Bitter disputes between the federal government and the states are unavoidable so long as the feds are involved in education. Those who opposed the creation of a US Department of Education turned out to be prophetic. No Child Left Behind, Race to the Top, and Common Core demonstrate that even when the agency gives the states “flexibility” to implement federal programs, compete for federal dollars, or meet national standards, the cost for them to pursue independent educational objectives can be prohibitive.

A key remedy for improving school performance is one that many in the educational establishment staunchly oppose: school competition and parental choice. International comparisons reveal that schools that compete for students outperform schools that do not. Close to three-fourths (72%) of the nations that performed as well as or better than the United States on international assessments have higher proportions of schools competing for students. Parents in nine-tenths of those countries have more freedom to choose their children’s schools-both public and private-than American parents.

The US government has no constitutional authority to involve itself in education — a view shared even by early advocates of federal involvement. Even the most ardent early supporters of isolated federal involvement in education, including Presidents Washington, Jefferson, and Madison, insisted that absent a constitutional amendment, neither they nor Congress had any authority over education whatsoever. Proponents of federal involvement won the battle only after their stance changed from “It would be constitutional” to “It would be expedient.”

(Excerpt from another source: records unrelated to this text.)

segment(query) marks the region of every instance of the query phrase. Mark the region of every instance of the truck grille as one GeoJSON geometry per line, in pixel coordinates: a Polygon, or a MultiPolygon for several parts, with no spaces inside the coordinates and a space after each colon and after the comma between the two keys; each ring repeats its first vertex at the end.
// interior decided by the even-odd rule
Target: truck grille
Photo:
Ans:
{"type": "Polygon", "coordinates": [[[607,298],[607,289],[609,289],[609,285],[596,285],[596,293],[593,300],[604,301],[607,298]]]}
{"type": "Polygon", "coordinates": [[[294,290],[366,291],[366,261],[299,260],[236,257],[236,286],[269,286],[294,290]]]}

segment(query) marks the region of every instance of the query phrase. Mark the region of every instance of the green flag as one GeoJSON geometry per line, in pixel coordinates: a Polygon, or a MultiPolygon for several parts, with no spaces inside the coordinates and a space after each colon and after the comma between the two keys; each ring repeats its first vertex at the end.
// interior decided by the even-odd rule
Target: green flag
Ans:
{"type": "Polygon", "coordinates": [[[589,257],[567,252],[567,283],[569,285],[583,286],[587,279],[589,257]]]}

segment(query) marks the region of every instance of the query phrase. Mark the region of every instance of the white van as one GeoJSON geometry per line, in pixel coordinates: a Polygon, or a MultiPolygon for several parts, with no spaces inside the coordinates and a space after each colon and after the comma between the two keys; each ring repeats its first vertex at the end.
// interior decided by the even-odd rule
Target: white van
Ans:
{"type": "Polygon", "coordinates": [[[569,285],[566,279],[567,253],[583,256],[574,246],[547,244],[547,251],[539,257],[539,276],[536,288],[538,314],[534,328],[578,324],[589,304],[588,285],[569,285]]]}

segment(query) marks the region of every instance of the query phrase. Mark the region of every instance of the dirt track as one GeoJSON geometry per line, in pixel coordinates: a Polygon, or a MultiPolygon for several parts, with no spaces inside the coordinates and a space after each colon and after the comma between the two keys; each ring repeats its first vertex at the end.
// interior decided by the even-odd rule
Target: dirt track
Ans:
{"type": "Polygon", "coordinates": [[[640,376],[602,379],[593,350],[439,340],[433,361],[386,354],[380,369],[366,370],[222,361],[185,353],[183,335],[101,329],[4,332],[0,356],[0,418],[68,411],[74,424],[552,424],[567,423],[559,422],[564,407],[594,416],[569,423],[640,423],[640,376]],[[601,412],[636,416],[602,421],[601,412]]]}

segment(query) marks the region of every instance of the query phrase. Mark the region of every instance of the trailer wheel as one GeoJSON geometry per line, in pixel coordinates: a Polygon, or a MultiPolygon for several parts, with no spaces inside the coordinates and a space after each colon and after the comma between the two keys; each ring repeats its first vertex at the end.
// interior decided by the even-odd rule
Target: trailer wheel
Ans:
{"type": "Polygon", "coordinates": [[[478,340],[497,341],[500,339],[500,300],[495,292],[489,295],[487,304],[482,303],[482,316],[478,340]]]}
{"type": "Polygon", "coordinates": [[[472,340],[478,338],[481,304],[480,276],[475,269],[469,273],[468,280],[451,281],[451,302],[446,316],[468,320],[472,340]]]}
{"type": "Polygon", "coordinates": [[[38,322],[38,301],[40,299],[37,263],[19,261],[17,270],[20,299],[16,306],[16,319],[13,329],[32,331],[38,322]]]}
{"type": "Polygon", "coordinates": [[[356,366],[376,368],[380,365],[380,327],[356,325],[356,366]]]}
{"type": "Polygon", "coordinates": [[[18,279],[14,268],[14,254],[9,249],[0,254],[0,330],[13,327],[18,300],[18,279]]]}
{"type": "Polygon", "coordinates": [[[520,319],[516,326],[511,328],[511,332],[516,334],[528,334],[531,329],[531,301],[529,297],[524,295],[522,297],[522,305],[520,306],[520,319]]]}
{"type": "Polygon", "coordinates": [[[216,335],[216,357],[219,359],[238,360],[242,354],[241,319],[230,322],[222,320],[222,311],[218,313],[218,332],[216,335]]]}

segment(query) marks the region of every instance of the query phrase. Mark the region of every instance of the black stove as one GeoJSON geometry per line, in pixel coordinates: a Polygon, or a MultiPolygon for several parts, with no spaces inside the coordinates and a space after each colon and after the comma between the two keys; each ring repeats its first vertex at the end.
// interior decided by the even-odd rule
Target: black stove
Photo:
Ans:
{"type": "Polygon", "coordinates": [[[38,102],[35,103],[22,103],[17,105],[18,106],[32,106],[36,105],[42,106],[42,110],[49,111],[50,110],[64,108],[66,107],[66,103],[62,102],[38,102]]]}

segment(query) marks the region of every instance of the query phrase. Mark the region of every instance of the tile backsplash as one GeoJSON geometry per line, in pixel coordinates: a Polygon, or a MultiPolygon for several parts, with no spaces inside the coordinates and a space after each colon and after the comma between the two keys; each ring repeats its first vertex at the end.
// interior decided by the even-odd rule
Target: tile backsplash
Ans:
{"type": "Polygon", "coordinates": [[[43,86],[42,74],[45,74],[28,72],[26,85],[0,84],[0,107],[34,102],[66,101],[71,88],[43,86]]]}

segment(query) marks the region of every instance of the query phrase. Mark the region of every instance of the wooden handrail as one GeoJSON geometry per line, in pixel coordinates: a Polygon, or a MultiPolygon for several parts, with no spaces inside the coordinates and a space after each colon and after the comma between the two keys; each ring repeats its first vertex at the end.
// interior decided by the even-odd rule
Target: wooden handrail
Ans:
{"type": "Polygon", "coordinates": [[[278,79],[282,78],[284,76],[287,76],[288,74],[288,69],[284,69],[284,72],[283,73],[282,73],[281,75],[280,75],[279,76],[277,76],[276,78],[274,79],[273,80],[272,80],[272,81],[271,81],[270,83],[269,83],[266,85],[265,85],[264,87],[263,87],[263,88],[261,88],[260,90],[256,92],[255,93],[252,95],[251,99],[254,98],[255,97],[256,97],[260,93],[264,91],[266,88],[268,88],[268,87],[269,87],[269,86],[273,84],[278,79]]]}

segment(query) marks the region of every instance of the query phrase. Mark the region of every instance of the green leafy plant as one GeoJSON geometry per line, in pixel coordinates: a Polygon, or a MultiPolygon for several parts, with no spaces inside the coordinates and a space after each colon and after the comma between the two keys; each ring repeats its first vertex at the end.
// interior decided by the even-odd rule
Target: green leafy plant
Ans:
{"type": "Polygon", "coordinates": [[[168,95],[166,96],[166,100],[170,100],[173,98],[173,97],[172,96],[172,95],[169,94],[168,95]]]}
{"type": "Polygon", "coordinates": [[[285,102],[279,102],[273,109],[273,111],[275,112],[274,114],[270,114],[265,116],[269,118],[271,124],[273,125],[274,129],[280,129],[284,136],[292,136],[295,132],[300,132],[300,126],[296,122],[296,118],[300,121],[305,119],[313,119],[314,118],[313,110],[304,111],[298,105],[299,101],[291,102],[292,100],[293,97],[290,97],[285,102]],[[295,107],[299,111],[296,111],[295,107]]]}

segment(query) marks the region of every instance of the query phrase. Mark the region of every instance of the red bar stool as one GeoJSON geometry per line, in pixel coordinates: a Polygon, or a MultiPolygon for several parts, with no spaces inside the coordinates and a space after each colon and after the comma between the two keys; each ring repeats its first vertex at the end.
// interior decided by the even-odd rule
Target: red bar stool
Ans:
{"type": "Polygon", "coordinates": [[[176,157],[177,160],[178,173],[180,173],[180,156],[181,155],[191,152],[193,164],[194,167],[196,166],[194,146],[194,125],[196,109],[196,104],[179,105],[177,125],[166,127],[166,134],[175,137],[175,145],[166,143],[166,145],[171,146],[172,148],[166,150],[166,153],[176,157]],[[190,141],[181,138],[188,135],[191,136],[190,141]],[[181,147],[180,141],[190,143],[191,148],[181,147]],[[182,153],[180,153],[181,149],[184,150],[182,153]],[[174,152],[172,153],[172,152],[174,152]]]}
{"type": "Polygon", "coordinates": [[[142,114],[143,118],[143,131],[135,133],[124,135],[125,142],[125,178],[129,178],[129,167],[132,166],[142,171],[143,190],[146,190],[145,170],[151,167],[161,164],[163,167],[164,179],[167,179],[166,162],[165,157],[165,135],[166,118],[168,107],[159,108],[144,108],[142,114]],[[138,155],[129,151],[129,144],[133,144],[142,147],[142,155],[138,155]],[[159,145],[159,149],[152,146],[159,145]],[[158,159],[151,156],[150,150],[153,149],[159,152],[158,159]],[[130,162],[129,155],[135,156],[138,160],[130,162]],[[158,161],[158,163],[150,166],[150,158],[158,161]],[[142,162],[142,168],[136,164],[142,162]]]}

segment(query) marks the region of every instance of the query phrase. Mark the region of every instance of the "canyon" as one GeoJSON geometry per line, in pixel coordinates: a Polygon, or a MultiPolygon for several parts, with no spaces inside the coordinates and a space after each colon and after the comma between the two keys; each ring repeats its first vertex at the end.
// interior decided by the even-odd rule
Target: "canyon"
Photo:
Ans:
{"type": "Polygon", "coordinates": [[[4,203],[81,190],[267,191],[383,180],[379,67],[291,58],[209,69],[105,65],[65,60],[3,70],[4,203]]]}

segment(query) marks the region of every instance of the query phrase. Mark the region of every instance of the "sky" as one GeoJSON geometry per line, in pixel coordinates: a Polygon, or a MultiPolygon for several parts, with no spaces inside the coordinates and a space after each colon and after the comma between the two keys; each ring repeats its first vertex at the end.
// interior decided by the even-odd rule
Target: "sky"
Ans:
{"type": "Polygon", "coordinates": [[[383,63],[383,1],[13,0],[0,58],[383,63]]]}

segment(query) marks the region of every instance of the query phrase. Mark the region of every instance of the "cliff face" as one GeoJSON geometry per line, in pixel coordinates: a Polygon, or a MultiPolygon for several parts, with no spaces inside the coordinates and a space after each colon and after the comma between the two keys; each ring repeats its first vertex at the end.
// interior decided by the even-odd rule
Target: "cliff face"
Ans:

I have Vicki’s book sitting on my nightstand. Reading it will be my reward for my continued efforts to slog through Hillary’s nightmarish “What Happened.” Incidentally, if you ignore the usual Trump-bashing that is required from all Progressives, you will have thrills of delight racing up and down your spine when you read this review from the Huffington Post. It is vicious and completely accurate. Also, read Kyle Smith’s review, which perfectly articulates the thoughts I’ve been having as I’ve read it.